Leave a comment below on your favorite (PG_13) self-entertainment, and I’ll send one commenter a digital ARC of SEAS THE DAY, my April 21 release, the first in my new culinary cozy series.

Also, our April 2020 Booklover’s Bench contest is underway from April 1-18. Click over to enter now for a chance to win one of the six books in the vault. Winner will be announced April 19 on the contest page. (Print copies to US addresses only.) CLICK HERE

Comments

  1. My winner today is Teddi. Congratulations, Teddi. I will contact you privately for your digital format preference.

  2. Since we are retired, there is not a lot of change for us. However, I was used to zipping out daily or, at least every other day, going to different stores just to get out of the house. Now I am shopping once a week VERY early in the morning to get in the senior/weakened immune system hour before everyone else to protect my health (with mask and gloves.) With all this virus worry, I find I am having problems reading. So I jump on Facebook to my different groups and find the chatting with friends very soothing and can get back to reading for a while.

    Cheryl, I hadn’t thought about trying puzzles. I have a few packed away. I need to find them and start on them when I feel restless! Thank you!

    Maggie, these ideas are wonderful. Like you and Cheryl, I love puzzles. I do a word puzzle every day to keep up using words and not forget them, too! Thank you Maggie for such a nice giveaway!

    • Thank you for your comment. It is nice to feel we are a community in our isolation. Its my opinion that it would be weird if this didn’t affect us. So, as we adjust, it’s nice to do the things that bring us solace. I certainly hope you’ll get back to reading again. Best wishes!

  3. I work at our local nursing home so I’m “essential” and can’t stay home. When I get off I like to read, write, watch tv/movies, crochet, or do puzzles.

    • It must be weird, Alicia, to go to work when everyone else is wondering where their day went doing a lot of worrying. But thank goodness for healthcare staffers. I currently don’t have any family members in nursing homes but I’ve had several in the past and was always grateful for the kindness of workers in your profession. I love your after hours fun list!

  4. I’ve been spending nearly every waking hour dealing with my 3 and 5 year old grandsons. By the time they’re in bed at 8 o’clock, I’m too exhausted to do much of anything.
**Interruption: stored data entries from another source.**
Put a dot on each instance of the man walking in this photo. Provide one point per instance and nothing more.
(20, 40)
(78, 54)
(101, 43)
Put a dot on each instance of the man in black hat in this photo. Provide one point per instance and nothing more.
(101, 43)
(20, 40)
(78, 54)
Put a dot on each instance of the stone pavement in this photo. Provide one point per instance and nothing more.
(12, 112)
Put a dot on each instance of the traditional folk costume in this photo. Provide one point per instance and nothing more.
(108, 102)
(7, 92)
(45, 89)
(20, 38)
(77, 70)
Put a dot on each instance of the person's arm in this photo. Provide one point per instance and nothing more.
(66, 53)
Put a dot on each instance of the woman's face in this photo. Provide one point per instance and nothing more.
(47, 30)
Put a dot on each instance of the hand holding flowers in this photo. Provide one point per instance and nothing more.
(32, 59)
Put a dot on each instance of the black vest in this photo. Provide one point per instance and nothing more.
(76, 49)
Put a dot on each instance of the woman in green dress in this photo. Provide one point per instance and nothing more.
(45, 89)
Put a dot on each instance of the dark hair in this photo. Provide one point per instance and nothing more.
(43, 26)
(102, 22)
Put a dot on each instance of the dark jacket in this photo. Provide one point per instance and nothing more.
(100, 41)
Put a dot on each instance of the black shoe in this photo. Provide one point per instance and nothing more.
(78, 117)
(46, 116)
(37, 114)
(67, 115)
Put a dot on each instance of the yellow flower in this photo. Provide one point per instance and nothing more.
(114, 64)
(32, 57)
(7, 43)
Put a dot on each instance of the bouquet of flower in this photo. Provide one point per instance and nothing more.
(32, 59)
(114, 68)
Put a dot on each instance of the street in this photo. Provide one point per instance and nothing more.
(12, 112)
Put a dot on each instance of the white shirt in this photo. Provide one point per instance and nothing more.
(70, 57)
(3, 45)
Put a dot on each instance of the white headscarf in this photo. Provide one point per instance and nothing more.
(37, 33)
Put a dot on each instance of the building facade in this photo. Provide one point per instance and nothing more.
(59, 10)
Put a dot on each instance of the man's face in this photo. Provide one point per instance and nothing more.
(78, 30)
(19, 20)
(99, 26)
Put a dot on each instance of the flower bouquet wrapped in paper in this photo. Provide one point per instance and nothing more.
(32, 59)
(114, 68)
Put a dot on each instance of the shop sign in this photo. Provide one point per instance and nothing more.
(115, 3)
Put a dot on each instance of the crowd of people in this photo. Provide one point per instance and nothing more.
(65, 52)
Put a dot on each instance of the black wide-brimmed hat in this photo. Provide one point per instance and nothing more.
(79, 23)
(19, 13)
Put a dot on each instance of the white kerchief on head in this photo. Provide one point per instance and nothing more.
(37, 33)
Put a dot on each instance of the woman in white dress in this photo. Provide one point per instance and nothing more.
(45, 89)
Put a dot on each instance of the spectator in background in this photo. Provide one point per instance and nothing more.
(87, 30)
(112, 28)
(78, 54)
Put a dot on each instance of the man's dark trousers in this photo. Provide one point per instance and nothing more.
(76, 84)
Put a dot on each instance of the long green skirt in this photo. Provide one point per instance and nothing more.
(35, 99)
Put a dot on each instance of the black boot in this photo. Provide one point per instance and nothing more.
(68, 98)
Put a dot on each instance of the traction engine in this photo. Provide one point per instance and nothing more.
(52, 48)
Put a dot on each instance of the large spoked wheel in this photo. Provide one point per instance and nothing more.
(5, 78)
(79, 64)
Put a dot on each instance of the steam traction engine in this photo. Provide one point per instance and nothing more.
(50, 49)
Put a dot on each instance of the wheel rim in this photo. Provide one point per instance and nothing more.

    • Maggie Toussaint says

      You are doing important work, Lois. Being a rock for your family and spending time with those little ones is time you’ll never regret. Writing will be there when you get a reprieve. Hugs.

  5. I am keeping occupied with my writing, reading, and watching TV. I still want to listen to audiobooks on my iPad but these other activities keep me occupied. When restless, I take a walk. Good list.

    • Maggie Toussaint says

      Thanks, Nancy. I always admire how active you are and how much you are able to get done. Must be all that nurse training from back in the day. I am taking more walks now too. Gotta do something to keep the disaster sweets from going straight to my hips.

  6. I’m “essential” so no staying in home for me; however, if I had to, I have tons of projects to finish that would hold me for weeks. Once those were out of the way, I like Cheryl’s idea of jigsaw puzzles…haven’t done one in probably thirty years!

  7. cherylhollon says

    I love jigsaw puzzles — the more difficult the better. I’m starting my third one, so that’s about one a week. I find them challenging, but also relaxing. Just what I need during our ‘stay at home’ order.

    • Good for you, Cheryl. I like puzzles too, though in recent years I’ve only worked on larger ones with the grands. Trying to keep writing to meet goals is challenging with more time than I need. I guess I’ll have to get super busy around here to get the writing cranking again, LOL.